2. The Debtor is DIRECTED to do the following to retain this case in Chapter 13:

a. File and serve all necessary Chapter 13 Schedules and Statements and any objection (“the Objection”) to the claim (or anticipated claim) of the Walheim Group (“Walheim”) on or before December 17, 1999, and list the Objection for an expedited hearing on the date of the status hearing on the Motion and to determine whether the Debtor is eligible to proceed under Chapter 13 under the applicable debt limitation of 11 U.S.C. § 109(e), which is scheduled on

WEDNESDAY, JANUARY 5, 2000, AT 9:30 AM.

and shall be held in Bankruptcy Courtroom No. 1, Second Floor, 900 Market Street, Philadelphia, PA 19107.

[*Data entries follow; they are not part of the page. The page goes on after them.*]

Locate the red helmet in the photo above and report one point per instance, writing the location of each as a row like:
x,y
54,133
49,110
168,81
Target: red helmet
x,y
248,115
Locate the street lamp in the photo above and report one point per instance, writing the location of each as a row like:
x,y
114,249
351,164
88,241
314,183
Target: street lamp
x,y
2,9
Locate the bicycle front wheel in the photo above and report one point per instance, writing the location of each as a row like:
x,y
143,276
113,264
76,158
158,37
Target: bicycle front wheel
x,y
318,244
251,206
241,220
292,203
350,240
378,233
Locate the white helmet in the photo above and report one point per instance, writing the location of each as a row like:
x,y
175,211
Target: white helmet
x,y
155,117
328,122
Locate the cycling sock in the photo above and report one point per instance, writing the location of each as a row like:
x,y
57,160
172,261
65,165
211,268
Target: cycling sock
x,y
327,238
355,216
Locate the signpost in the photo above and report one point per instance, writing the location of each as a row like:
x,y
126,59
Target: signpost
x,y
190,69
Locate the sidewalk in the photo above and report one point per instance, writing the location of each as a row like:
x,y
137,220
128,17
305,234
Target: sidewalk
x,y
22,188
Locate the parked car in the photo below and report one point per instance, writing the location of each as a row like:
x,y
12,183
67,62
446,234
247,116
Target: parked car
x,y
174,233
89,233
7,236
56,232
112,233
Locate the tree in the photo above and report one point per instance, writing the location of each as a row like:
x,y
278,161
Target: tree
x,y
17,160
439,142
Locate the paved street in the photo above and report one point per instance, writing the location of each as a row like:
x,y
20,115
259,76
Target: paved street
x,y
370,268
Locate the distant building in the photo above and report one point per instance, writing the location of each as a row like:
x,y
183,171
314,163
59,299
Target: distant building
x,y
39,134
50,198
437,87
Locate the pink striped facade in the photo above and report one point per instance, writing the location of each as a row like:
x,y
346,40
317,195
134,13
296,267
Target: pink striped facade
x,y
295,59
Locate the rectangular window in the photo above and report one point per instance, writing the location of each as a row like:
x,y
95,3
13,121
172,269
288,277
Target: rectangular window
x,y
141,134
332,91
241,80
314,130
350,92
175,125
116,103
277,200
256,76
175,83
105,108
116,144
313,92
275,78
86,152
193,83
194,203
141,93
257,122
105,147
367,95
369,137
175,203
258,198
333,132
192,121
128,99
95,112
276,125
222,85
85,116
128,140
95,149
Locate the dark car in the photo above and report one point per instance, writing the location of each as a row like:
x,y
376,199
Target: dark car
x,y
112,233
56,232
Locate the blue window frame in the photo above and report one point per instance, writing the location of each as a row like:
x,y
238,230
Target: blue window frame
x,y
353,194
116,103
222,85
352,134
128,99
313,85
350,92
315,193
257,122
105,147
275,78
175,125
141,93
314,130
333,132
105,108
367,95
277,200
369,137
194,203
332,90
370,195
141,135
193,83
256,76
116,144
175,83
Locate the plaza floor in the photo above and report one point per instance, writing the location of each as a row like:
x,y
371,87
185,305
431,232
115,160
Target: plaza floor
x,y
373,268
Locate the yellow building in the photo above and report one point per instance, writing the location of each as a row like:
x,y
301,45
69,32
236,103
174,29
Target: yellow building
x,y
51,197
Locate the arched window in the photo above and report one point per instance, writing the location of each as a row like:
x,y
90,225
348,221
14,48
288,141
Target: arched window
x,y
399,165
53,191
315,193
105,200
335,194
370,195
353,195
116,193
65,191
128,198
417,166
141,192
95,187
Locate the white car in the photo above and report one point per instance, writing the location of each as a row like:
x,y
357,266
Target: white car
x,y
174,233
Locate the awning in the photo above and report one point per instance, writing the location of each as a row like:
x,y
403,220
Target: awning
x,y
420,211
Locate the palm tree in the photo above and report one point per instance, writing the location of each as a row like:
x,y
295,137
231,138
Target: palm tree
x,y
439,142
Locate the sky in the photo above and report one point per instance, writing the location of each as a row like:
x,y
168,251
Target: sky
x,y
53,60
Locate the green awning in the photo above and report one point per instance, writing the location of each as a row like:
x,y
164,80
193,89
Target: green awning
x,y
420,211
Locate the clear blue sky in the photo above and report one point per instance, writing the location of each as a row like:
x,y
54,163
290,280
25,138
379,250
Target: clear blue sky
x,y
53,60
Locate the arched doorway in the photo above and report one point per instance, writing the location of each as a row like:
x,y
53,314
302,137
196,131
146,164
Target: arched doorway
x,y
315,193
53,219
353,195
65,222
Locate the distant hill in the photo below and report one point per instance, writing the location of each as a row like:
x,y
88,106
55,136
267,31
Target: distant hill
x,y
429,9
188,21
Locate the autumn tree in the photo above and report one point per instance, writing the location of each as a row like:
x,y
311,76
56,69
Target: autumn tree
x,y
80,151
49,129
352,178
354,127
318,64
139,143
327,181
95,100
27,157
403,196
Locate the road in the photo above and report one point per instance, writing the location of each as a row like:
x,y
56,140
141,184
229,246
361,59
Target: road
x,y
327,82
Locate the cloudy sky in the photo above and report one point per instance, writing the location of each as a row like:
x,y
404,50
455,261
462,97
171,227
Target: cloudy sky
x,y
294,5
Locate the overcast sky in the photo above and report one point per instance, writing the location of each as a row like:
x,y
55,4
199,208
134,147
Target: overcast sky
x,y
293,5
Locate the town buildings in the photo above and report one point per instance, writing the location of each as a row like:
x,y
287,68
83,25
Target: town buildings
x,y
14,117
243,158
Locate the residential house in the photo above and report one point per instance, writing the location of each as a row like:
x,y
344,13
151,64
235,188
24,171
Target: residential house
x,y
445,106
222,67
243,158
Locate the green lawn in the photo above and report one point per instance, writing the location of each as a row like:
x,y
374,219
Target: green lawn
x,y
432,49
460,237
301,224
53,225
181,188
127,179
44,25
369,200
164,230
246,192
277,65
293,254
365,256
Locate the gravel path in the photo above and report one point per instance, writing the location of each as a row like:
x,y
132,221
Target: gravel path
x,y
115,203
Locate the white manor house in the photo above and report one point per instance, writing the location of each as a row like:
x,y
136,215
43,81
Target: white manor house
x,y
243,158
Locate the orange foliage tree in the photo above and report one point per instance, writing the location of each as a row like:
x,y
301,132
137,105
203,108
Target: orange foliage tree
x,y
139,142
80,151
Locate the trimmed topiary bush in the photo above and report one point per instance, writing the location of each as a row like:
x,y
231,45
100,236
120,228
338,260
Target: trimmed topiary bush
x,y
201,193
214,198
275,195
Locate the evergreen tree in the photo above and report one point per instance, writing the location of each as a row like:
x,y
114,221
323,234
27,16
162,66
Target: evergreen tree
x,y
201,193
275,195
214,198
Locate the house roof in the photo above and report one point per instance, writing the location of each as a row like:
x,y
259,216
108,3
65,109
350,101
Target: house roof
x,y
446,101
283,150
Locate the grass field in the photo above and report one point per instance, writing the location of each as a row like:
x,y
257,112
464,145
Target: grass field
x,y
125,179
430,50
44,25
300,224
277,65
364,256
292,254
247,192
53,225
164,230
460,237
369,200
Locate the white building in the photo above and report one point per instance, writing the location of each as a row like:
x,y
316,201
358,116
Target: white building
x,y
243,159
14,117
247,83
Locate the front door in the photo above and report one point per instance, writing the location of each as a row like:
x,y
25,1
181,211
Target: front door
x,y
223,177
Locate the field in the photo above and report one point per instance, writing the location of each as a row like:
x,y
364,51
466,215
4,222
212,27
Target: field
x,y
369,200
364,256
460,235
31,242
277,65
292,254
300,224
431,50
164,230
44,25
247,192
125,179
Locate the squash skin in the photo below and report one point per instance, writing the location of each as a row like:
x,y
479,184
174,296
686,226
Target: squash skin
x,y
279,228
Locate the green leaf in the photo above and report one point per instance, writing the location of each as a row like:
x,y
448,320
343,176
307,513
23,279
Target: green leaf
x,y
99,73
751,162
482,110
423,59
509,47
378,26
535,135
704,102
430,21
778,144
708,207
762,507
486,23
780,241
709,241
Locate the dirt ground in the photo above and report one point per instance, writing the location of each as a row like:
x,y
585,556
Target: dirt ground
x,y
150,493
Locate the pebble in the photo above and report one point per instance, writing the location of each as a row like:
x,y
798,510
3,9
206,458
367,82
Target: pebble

b. Achieve confirmation of a Chapter 13 plan within 60 days from the first listing of the confirmation hearing.

3. The Chapter 13 Trustee or the Clerk shall forthwith dispatch the notice scheduling the meeting of creditors and confirmation hearing and setting the bar date for filing claims in this case.

4. The Trustee and his counsel are deemed entitled to an administrative claim in the Debtor’s Chapter 13 case, to be allowed upon fee applications filed at least 30 days prior to the date on which confirmation is first scheduled.

5. If the Debtor does not satisfy the requirements of paragraph 2 of this Order, or any other requirements imposed hereafter, this case will be converted to a Chapter 7 case in which the property of the estate will consist of property of the estate as of the date of the original filing of this case on July 23, 1999, and this case will be so administered by the Trustee unless he moves to dismiss it. 
      
      . In light of In re Gathright, 67 B.R. 384, 390 (Bankr.E.D.Pa.1986), we expressly reject one of the factors identified by the Seventh Circuit in In re Love: the question of whether the debt would be non-dischargeable in a Chapter 7 proceeding.